Der dritte Veranstaltungsteil am 18. Juni stand unter dem Thema „Historische Relikte und historisches Gedächtnis in Qingdao als Zeugnisse für die Entwicklung der deutsch-chinesischen Beziehungen" und wurde von Prof. Liu Wei und Prof. Zhu Yijie geleitet. Die teilnehmenden Expert:innen stellten die engen Beziehungen zwischen Qingdao und Deutschland in der Geschichte der Stadt vor. Darunter waren Prof. Li Lezengs Forschungen über Qingdaos Deutsch-Chinesische Hochschule, Prof. Meng Hongs Forschungen über die Konstruktion von Qingdaos städtischem Gedächtnis und Helga Rathjens Forschungen über Qingdao als Raumbild und Traumbild für den deutschen Städtebau. Darüber hinaus präsentierten mehrere lokale Teilnehmer aus Qingdao wie Liu Zhaomin, Zhou Zhaoli, Zhang Rong und Sun Shuwei ihre Ansichten über die Geschichte des Ersten Weltkriegs, die Rolle und Spuren deutscher Wissenschaft in China sowie den Bau öffentlicher Einrichtungen und den Tourismus in Qingdao. Prof. Zhu Yijie stellte während der Konferenz die deutsche Geschichte Qingdaos vor, wie sie auf Postkarten im Rahmen der Ausstellungen „Deutsche Kolonialgeschichte in Tsingtau auf Postkarten 1897-1914" und "22 Momente in der neueren Geschichte Qingdaos" dargestellt wurde. Dagmar Rauwald, Prof. Jasmin Mersmann und Dr. Evke Rulffes stellten außerdem zwei relevante Forschungsprojekte mit Bezug zu Qingdao vor: "Social Bookmarking Qingdao" sowie die Ausstellung "Binding Bodies - Die podologische Sammlung Hans Virchows“.

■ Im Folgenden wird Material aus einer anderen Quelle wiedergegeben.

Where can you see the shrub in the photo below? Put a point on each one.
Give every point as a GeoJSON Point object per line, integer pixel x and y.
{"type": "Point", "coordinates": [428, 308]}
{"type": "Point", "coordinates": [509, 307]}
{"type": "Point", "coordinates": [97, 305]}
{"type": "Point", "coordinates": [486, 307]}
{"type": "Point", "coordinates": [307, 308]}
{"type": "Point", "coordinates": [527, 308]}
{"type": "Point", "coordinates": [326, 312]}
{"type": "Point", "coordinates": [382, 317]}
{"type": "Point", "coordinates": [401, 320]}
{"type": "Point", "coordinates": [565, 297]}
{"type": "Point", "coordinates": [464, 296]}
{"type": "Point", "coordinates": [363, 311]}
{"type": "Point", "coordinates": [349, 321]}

Am Ende der Konferenz drückten sowohl der designierte Leiter der KAS Peking, Johann Fuhrmann, sowie Prof. Zhu Yijie ihre Hoffnung aus, dass die Ergebnisse der Konferenz in Zukunft weiter vertieft werden. Prof. Sun Lixin gab zudem einen Ausblick auf die zweite internationale Konferenz zum Thema Erinnerungskultur, die im Oktober 2021 stattfinden wird.

Hinweis: Zwei lokale Forschungsgruppen in Qingdao beteiligten sich als Mitveranstalter an der Konferenz: Namentlich waren dies die „Forschungsgruppe zur Vertiefung des wirtschaftlichen und kulturellen Austauschs zwischen Qingdao und Deutschland in der Post-Pandemie-Ära“ sowie die „Forschungsgruppe zur Erforschung der Bildgeschichte der Hafeneröffnung in Qingdao“.